Barbara Górska: Konkurs jest pod wieloma względami pionierski. Sześć lat temu trudno było namówić przedsiębiorców do tego, by otworzyli drzwi przed audytorami, pokazali swój dorobek, zgodzili się na bycie transparentnym i poddanie ocenie surowych jurorów. Wówczas ich wizerunek był dużo gorszy niż dziś: kojarzyli się z  przekrętami, kombinatorstwem, aferami. Nasz konkurs pokazał, że warto się pochwalić osiągnięciami biznesowymi i nie tylko nikomu to nie szkodzi, ale przeciwnie - pomaga być efektywnym. Konkurs wykreował też nowy wizerunek polskiego przedsiębiorcy: na ogół młodego człowieka, stroniącego od polityki, bez kompleksów i dumny z własnego dorobku oraz oporów przed współpracą z mediami. Z roku na rok zgłasza się więcej uczestników, a w szóstej edycji wprowadziliśmy kategorię społecznej odpowiedzialności biznesu.

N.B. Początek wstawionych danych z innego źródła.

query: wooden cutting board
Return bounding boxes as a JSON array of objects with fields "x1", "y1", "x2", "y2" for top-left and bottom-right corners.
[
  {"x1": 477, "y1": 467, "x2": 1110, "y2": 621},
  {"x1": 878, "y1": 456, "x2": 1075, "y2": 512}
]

- Czy można w ogóle porównywać osiągnięcia przedsiębiorców z różnych branż w innym zakresie niż wyniki finansowe?
Rzeczywiście bardzo trudno jest zestawić wielką firmę produkcyjną z niedużym, ale bardzo innowacyjnym przedsiębiorstwem z branży high tech, startującym w kategorii nowy biznes. Dlatego jurorzy przyglądają się nie tylko firmom i ich wynikom, lecz także prowadzącym je ludziom, sprawdzając, czy mają charyzmę, reprezentują model silnego przywództwa i są nowatorskimi wizjonerami. Jury ściśle trzyma się reguł, ale każdy wybór jest jednak w jakimś stopniu subiektywny, bo jest to konkurs na najlepszego przedsiębiorcę, a nie na najlepszą firmę. W ostatecznym rozrachunku liczy się więc człowiek, który stanął przed jurorami i zdołał ich przekonać, pozyskać ich podziw i sympatię. Każdy kolejny zwycięzca wchodzi do grona jurorów, więc ktoś bardzo efektywny biznesowo, lecz zarazem wybitnie niesympatyczny lub z wielkim trudem nawiązujący kontakt, nie miałby szans na zwycięstwo.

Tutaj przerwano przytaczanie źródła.